I was exactly 17 weeks at my appointment yesterday and I was really hoping that he would let me schedule my anatomy scan for 18 or 19 weeks.  I had it at 18 weeks with Angel.  But, no, he wants me to schedule it between 21-26 weeks. Ahh!  That feels so far away!!  Also, he wants me to go a specialist for the ultrasound.  He read me notes from the Dr. who did Angel’s C-section that said there is a 3-8% chance of repeat renal agenesis.  Why did he have to tell me that?!?  We were never told that. We were repeatedly told that Angel’s condition would not reoccur in subsequent pregnancies, that there was nothing genetic about his diagnosis and that it was like a strike of lightning, extremely rare and only happens once.  After the appointment, I talked it out with Arturo and reasoned that the Dr. put that in his notes because he probably couldn’t put 0%.  I mean, he can’t actually know for sure that it would NEVER happen again, so he put a very small % in.  I’m trying not to let it freak me out.  Before bed last night, I almost did a google search to see if I could find any stories about moms who have had two babies with the same condition, but I talked myself out of it.  It’s gonna be a long 4-9 weeks of waiting until I know for sure though!  They will call me to schedule the ultrasound sometime in the next week.

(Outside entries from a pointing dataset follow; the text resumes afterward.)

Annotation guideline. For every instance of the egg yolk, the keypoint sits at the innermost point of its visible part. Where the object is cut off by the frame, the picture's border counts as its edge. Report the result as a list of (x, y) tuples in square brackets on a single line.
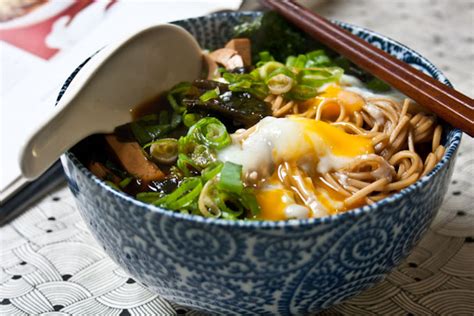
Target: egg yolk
[(273, 203), (338, 141), (274, 200)]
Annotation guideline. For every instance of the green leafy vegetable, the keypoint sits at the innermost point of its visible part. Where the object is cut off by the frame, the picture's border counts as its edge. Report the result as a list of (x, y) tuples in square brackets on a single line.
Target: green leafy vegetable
[(210, 132), (274, 34), (151, 127), (209, 95)]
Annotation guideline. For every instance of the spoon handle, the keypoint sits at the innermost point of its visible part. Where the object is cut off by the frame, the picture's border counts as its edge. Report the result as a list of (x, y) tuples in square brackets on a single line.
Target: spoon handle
[(447, 103), (46, 144)]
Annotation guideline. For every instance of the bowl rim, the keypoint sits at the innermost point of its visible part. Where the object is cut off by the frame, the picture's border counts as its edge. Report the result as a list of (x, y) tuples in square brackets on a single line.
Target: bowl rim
[(449, 154)]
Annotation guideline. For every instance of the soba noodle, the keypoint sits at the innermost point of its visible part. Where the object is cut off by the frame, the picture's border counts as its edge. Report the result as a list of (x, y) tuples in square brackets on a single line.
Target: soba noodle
[(395, 129)]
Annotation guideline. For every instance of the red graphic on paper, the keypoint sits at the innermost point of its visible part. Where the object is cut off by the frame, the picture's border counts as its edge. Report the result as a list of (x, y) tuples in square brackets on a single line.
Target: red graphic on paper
[(32, 37)]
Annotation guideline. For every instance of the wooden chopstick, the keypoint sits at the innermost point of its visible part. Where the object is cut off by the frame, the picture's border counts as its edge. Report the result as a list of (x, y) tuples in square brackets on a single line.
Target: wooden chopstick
[(449, 104)]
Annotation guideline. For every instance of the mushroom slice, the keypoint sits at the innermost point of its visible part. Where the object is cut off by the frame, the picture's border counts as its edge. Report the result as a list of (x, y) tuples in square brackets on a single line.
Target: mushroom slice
[(227, 57), (133, 160), (102, 172), (243, 48)]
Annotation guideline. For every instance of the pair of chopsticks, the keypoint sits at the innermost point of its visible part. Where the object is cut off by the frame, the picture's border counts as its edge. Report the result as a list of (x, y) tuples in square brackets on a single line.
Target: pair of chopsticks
[(449, 104)]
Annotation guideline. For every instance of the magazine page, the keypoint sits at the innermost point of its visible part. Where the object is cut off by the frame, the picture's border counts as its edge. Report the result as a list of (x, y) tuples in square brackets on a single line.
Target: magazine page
[(42, 42)]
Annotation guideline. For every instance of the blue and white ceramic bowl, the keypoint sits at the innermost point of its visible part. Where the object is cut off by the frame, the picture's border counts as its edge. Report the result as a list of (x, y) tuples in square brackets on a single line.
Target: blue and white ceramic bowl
[(249, 267)]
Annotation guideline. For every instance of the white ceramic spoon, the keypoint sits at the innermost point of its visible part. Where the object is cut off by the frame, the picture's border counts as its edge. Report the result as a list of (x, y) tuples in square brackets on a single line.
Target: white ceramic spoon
[(100, 97)]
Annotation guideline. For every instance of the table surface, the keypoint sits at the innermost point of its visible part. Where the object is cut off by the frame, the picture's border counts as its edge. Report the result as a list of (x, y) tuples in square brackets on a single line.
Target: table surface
[(50, 262)]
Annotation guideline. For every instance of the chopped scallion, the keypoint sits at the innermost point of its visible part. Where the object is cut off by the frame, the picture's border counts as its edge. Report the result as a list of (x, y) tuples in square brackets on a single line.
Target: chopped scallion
[(231, 178)]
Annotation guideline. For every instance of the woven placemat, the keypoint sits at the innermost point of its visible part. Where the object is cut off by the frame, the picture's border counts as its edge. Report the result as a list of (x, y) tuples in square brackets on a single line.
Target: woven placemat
[(50, 263)]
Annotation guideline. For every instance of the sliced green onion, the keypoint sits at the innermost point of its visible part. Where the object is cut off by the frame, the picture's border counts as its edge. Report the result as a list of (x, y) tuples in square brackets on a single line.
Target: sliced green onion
[(249, 200), (280, 84), (268, 68), (174, 104), (186, 199), (211, 170), (183, 164), (296, 61), (210, 132), (317, 58), (231, 178), (164, 150), (113, 185), (265, 56), (318, 77), (302, 92), (149, 197), (210, 94), (189, 119), (125, 182), (202, 156), (184, 195)]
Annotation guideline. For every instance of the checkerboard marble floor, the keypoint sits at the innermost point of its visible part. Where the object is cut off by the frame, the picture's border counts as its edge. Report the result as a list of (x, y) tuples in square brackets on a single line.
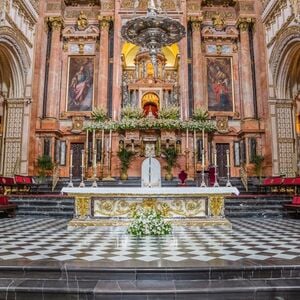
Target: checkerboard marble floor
[(258, 240)]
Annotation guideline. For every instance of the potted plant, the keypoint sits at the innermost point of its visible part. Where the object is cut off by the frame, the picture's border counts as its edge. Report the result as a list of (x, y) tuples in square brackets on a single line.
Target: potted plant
[(45, 166), (125, 157), (258, 162), (170, 155)]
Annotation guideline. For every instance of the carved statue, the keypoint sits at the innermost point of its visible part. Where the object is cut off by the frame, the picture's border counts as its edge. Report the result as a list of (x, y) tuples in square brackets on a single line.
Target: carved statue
[(82, 21), (218, 22)]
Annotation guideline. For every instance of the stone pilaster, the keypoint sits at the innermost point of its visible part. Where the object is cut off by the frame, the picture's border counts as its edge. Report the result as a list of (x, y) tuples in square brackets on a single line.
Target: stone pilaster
[(104, 23), (246, 69), (53, 92), (197, 62)]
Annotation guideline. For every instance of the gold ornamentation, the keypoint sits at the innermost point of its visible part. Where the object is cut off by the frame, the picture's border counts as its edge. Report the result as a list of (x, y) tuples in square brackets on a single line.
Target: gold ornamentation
[(56, 23), (222, 124), (82, 206), (104, 22), (218, 22), (244, 23), (216, 206), (82, 21)]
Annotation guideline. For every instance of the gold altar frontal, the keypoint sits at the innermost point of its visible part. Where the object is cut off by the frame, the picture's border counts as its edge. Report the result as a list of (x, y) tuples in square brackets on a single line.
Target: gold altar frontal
[(179, 206)]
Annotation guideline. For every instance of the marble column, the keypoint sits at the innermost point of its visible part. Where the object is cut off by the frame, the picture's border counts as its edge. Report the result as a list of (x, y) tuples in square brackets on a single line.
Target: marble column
[(246, 69), (53, 91), (104, 22), (197, 62), (117, 65)]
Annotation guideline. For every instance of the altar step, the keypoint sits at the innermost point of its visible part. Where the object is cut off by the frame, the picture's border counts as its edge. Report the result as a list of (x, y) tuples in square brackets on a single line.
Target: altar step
[(64, 281), (44, 205), (248, 206)]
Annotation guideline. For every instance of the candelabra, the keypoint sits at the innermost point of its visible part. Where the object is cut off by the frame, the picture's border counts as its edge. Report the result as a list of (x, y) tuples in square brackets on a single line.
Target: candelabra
[(228, 183), (82, 170), (203, 184), (216, 184), (70, 184)]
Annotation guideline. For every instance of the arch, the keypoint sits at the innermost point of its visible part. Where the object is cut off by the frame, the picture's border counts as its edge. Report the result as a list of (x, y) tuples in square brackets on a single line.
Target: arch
[(285, 63), (16, 60)]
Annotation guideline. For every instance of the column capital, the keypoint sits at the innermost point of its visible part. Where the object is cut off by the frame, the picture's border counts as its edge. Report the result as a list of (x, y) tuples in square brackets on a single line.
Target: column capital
[(196, 22), (56, 22), (104, 22), (243, 23)]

We did schedule my C-section yesterday.  I had a C-section with Angel and since this will likely be my last pregnancy, I decided to go that route again.  I am terrified of a failed VBAC.  I don’t want to spend hours laboring only to end in a C-section anyway.  I know there is no way to predict how my labor would go, but I just decided I don’t need anymore reasons to be panicked and am going for the C-section.  And the best part?!?  The C-section is scheduled for my birthday!!!!  So, unless there is a reason to move it up, this year will be the best birthday ever!

 

the little things

16 Mar

Today, even though I have been extremely nauseous and I had to go the dentist (my least favorite place in the whole world) I am thankful!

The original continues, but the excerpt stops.